Butterflies like the Monarch have always been one of my favorite parts of the prairie.
MonarchWatch has some interesting prairie-as-habitat information on their web site and have even started a blog. For example, in "Status Report on the Monarch Butterfly (Danaus plexippus) in Canada" by Crolla and Lafontaine they state:
In the last 150 years there has been a major shift in the North American distribution of the eastern population of the Monarch (see Brower 1995). Until the 1880’s, the prairie region of central North America appears to have been the main breeding area of the eastern Monarch population. The native prairie flora includes about 22 species of habitat-specific milkweeds (Asclepias), many of which can serve as larval hostplants, and an abundance of flowering plants that provide a diverse array of nectar resources for adult Monarchs.

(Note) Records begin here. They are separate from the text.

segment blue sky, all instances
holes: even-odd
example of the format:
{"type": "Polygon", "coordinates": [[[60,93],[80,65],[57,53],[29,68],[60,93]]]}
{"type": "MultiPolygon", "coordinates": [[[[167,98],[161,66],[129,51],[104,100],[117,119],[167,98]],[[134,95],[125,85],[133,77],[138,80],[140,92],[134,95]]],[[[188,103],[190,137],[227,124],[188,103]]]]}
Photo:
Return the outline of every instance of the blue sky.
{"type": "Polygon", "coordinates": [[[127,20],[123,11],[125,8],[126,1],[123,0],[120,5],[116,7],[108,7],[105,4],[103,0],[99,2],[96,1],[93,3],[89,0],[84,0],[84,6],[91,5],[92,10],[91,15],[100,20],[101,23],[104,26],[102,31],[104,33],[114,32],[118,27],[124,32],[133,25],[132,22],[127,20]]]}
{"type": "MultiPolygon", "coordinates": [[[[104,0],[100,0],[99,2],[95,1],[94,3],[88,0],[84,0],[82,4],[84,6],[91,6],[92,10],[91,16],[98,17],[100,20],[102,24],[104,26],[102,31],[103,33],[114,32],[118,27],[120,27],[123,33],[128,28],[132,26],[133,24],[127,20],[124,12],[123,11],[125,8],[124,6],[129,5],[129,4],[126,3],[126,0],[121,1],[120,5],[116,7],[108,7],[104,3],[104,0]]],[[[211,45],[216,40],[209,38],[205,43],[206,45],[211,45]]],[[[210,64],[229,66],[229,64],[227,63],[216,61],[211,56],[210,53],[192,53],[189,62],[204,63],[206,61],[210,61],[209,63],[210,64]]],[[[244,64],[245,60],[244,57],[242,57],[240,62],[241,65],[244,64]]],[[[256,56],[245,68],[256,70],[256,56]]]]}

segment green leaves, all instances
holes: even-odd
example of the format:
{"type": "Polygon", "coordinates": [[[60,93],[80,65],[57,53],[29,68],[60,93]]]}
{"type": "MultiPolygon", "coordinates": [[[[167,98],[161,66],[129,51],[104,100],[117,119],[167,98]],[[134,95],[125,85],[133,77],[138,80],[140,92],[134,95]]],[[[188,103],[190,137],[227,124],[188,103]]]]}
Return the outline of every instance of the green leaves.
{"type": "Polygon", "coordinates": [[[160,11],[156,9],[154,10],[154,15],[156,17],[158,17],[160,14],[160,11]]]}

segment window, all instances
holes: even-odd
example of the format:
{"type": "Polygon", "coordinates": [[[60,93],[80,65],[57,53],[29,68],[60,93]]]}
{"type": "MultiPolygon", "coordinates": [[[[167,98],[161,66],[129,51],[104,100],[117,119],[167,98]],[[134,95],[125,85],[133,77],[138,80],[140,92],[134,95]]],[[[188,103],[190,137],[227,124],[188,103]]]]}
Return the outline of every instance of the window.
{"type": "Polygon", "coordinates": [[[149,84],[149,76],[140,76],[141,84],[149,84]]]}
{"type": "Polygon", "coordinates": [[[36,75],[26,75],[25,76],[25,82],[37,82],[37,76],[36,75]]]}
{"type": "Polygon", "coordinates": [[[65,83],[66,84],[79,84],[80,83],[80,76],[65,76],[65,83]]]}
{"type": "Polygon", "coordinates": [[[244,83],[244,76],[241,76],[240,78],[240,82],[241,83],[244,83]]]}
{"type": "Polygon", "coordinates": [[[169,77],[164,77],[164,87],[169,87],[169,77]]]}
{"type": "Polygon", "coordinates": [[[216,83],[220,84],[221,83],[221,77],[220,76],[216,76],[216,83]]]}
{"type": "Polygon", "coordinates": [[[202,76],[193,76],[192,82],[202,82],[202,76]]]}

In the latter half of the nineteenth century, plowing destroyed 433 million acres of the midwestern prairie, and by 1910 most of the native prairie had been converted to crop land (Brower 1995). Concurrent to this widespread destruction of the prairie flora, the deciduous forests of eastern North America were being cleared on a vast scale. Most of the deciduous forest in the eastern United States had been cleared by 1860, and from 1860 to 1890 an additional 50 million acres of forest in the Great Lakes region was cut (Brower 1995). One result of the opening of the eastern deciduous forest was a rapid and widespread proliferation of the weedy Common Milkweed (Asclepias syriaca) in cleared lands across the northeast. The destruction of the native prairie flora of the midwest (with its associated milkweeds), and the concurrent rapid spread and increase in abundance of Common Milkweed in the northeast, appears to have resulted in a major shift in the main breeding range of the eastern population of the Monarch, from the Great Plains to northeastern North America This expansion into the northeast was characterized by a shift from utilization of a variety of prairie milkweeds as larval hostplants, to the utilization of Common Milkweed as the primary larval host of the eastern population of the Monarch in North America.